Aconselho a audição da excelente interpretação deste poema dito por João Villaret, num espectáculo memorável que deu no S. Luís, em Lisboa, nos finais dos anos 50 ou princípios de 60. Existe gravação em CD editada em 1991 pela EMI-Valentim de Carvalho, que infelizmente é muito pobre, para não dizer nula, em informações adicionais, ao contrário da edição original em vinil que possuía muito mais informação.
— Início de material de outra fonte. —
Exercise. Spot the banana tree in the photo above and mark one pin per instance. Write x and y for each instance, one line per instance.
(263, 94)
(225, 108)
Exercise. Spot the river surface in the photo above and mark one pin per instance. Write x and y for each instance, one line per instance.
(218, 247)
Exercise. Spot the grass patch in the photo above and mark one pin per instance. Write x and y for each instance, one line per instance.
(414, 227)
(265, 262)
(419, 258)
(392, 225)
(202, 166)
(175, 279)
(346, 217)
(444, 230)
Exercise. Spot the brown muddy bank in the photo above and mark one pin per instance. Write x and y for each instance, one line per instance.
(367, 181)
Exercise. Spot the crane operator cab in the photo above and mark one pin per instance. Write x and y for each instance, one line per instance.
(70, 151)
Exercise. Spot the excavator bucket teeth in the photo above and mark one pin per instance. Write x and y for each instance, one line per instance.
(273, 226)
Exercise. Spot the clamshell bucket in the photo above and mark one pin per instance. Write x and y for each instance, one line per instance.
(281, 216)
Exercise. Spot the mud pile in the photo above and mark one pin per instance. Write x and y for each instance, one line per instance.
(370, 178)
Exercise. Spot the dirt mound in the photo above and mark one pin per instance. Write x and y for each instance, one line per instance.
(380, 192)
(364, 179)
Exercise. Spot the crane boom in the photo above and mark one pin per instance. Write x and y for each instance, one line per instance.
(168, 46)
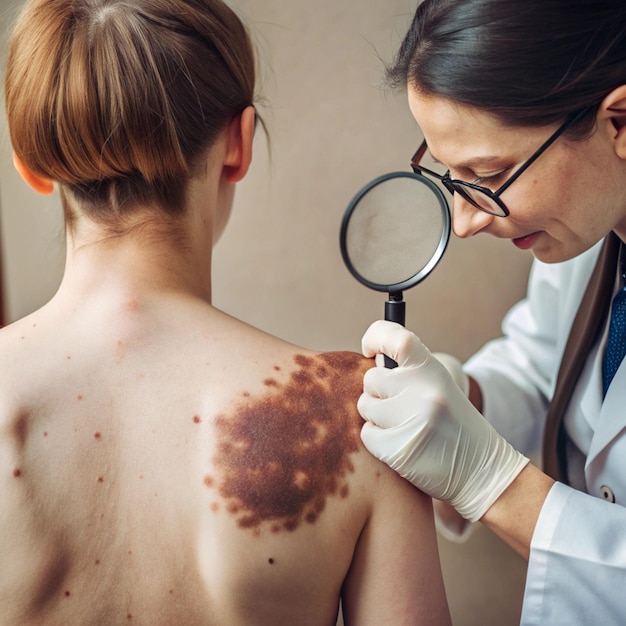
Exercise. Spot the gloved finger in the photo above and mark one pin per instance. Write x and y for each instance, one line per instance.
(396, 342)
(384, 412)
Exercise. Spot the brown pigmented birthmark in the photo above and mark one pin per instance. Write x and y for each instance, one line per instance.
(280, 456)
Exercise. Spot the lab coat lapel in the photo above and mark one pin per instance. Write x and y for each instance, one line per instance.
(611, 420)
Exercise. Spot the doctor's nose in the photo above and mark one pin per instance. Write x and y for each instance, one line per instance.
(467, 220)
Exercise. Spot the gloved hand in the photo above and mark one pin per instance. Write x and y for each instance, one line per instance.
(422, 425)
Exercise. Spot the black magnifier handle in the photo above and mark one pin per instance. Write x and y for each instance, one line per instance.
(395, 311)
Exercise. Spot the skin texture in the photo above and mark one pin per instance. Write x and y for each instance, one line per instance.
(164, 463)
(570, 198)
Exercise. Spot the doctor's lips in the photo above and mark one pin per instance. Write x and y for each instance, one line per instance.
(526, 242)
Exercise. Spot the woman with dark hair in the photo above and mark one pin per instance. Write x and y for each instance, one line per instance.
(523, 104)
(160, 461)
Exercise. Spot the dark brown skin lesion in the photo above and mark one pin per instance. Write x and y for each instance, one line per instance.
(279, 457)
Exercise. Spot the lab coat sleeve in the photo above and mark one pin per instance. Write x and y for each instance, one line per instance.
(577, 566)
(517, 372)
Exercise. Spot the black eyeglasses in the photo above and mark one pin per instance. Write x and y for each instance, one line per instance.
(484, 198)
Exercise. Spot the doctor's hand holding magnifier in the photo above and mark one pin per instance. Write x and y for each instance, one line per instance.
(524, 107)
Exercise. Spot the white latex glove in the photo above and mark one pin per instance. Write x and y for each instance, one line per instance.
(421, 424)
(448, 522)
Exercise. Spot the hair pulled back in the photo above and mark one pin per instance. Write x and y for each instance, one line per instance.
(528, 63)
(118, 100)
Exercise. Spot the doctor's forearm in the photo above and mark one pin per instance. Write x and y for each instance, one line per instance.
(513, 516)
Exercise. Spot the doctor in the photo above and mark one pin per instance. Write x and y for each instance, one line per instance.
(523, 104)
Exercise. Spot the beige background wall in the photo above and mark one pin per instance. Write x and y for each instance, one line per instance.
(278, 266)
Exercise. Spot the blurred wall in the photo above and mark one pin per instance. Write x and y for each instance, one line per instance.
(332, 128)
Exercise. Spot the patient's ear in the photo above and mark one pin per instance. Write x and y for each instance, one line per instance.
(239, 151)
(40, 184)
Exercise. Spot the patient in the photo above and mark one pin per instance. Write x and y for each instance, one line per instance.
(160, 461)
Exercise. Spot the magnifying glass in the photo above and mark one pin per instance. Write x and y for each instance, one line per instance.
(393, 234)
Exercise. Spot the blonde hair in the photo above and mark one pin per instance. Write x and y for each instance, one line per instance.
(117, 100)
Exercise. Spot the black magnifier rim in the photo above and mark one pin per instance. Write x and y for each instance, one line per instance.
(436, 257)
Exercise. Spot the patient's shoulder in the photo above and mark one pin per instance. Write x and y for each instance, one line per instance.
(295, 443)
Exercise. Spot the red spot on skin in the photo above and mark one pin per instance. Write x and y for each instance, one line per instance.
(282, 455)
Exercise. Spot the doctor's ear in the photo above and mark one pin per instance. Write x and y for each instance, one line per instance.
(38, 183)
(613, 109)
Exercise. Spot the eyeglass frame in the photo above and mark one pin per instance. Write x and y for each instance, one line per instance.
(456, 186)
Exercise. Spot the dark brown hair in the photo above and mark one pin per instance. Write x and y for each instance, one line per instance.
(529, 63)
(117, 100)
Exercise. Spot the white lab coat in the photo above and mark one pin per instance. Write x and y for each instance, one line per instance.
(577, 566)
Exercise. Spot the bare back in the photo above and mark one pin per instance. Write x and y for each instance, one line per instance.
(163, 463)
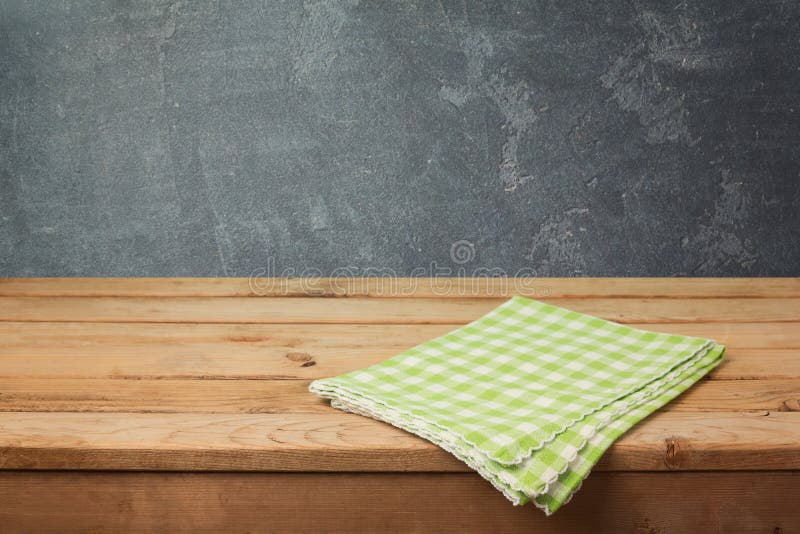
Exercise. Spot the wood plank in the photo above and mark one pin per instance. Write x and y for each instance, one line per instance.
(346, 442)
(292, 396)
(403, 287)
(378, 311)
(608, 503)
(237, 351)
(158, 396)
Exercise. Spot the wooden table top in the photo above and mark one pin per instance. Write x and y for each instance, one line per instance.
(212, 374)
segunda-feira, 31 de dezembro de 2007
CÂNTIGO NEGRO
Não encontrei poema que descrevesse melhor a época que estamos a atravessar. Quando querem fazer de nós carneiros e transformarem-nos em clones de si próprios nada como dar um murro na mesa e recusar seguir os caminhos que nos apontam como sendo os ideais. Cada um de nós tem direito à sua individualidade e às suas escolhas. Assim como devemos aceitar as escolhas dos outros, também devemos exigir que aceitem as nossas.
Sejamos cidadãos! Homens e Mulheres Livres!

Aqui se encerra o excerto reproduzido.